Les deux partis de l'ex-opposition vainqueurs des législatives de lundi au Pakistan formeront ensemble un gouvernement, ont annoncé jeudi à la presse leurs dirigeants, l'ex-Premier ministre Nawaz Sharif et Asif Ali Zardari, le veuf de Benazir Bhutto.

"Nous sommes convenus d'un programme commun. Nous travaillerons ensemble pour former un gouvernement fédéral et aussi dans les provinces", a annoncé M. Sharif aux côtés de M. Zardari au cours d'une conférence de presse.

Ils n'ont pas précisé le sort qu'ils entendaient réserver au président Pervez Musharraf, qui a annoncé son intention de se maintenir à son poste alors que Nawaz Sharif a exigé à plusieurs reprises sa démission.

"Nous ferons en sorte que vous puissiez accomplir un mandat complet de cinq ans", a ajouté M. Sharif à l'adresse de M. Zardari, dont le Parti du Peuple Pakistanais (PPP) est arrivé en tête du scrutin et auquel revient donc le poste de Premier ministre.

Les partis des anciens ennemis des années 1990, Benazir Bhutto et Nawaz Sharif, qui ont alterné au pouvoir dans les années 1990, ont surmonté "en principe" leurs divergences en ce qui concerne le rétablissement immédiat des juges de la Cour suprême évincés par le président Musharraf début novembre parce qu'ils menaçaient d'invalider sa réélection du 6 octobre, au suffrage indirect du Parlement sortant.

Cette mesure pourrait en théorie ouvrir la porte à une procédure d'invalidation de cette élection.
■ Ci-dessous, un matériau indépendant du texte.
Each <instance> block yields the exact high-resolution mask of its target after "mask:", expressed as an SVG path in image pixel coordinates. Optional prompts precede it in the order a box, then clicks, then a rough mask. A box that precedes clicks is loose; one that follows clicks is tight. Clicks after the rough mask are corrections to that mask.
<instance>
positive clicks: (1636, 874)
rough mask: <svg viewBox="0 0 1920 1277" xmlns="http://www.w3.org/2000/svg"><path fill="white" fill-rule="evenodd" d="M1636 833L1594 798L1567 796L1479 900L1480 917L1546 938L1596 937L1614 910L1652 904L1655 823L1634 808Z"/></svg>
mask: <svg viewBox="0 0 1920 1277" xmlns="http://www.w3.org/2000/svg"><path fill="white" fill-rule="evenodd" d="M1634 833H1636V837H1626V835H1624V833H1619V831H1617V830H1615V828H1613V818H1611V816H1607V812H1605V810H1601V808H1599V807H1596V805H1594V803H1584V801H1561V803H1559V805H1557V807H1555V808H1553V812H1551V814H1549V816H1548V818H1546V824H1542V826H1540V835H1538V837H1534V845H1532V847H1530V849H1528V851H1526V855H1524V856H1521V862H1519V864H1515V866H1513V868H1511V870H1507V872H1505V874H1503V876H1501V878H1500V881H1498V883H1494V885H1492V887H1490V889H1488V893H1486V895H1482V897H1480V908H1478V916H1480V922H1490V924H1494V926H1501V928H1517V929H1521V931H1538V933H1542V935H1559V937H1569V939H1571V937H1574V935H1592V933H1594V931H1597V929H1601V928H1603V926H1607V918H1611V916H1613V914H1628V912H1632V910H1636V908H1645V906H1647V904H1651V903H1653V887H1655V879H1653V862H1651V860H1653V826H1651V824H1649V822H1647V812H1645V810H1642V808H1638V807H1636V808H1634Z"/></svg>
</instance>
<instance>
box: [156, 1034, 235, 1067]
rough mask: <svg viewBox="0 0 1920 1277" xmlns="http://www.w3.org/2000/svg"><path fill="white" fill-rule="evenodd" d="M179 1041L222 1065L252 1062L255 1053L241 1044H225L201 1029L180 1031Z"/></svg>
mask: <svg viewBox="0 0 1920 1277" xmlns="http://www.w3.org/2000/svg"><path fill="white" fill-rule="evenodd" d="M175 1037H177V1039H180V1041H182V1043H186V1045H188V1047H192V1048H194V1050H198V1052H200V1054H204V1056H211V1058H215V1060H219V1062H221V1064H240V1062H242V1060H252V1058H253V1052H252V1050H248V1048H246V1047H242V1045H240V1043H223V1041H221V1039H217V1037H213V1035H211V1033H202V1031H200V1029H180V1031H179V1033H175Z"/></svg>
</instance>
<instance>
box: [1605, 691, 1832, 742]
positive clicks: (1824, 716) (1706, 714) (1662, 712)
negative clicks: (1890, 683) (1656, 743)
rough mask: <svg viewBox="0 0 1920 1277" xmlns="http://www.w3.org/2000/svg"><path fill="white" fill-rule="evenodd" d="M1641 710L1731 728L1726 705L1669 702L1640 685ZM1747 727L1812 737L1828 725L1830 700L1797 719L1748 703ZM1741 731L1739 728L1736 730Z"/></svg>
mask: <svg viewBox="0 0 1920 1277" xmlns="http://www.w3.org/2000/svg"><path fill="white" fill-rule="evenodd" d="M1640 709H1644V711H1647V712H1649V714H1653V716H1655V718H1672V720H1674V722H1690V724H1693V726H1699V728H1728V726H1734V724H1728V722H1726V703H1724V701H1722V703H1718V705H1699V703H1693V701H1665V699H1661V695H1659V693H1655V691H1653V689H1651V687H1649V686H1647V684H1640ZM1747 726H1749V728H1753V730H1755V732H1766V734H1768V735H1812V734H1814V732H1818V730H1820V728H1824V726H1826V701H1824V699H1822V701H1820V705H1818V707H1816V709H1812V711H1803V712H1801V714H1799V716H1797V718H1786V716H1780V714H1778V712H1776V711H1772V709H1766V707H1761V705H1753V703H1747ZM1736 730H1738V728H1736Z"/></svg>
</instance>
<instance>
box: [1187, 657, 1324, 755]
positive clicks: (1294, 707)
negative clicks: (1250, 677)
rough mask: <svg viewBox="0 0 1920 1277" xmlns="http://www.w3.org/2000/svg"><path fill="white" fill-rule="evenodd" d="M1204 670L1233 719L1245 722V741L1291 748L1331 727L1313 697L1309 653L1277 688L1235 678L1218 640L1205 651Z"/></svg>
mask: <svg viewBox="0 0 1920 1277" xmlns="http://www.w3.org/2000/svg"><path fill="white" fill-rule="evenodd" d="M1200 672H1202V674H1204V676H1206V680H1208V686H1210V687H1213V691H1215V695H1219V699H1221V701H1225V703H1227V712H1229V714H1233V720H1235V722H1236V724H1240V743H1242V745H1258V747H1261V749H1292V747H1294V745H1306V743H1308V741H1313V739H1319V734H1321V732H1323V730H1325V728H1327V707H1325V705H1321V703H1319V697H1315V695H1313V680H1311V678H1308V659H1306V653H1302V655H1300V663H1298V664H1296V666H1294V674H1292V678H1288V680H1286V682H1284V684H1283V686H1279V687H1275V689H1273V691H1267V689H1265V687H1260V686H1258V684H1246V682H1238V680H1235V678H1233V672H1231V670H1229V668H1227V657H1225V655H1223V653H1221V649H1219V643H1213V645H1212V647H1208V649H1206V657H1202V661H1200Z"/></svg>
Le PPP n'avait pas réclamé aussi ouvertement le départ de M. Musharraf que la Ligue Musulmane du Pakistan - aile Nawaz (PML-N) de M. Sharif. M. Zardari s'accommoderait d'une cohabitation avec le chef de l'Etat dépouillé d'une partie de ses prérogatives, faisait-on savoir dans son entourage avant les négociations de jeudi soir entre les deux partis.

"En principe, il n'y a pas de désaccord sur le rétablissement de l'ordre judiciaire, nous en établirons les modalités au Parlement", a expliqué M. Sharif.

M. Zardari a ajouté qu'il y avait "encore beaucoup de chemin à parcourir" entre les deux partis. "Mais Inch' Allah (si Dieu le veut), nous nous rencontrerons encore, mais sur le principe, nous sommes d'accord pour rester ensemble", a-t-il conclu.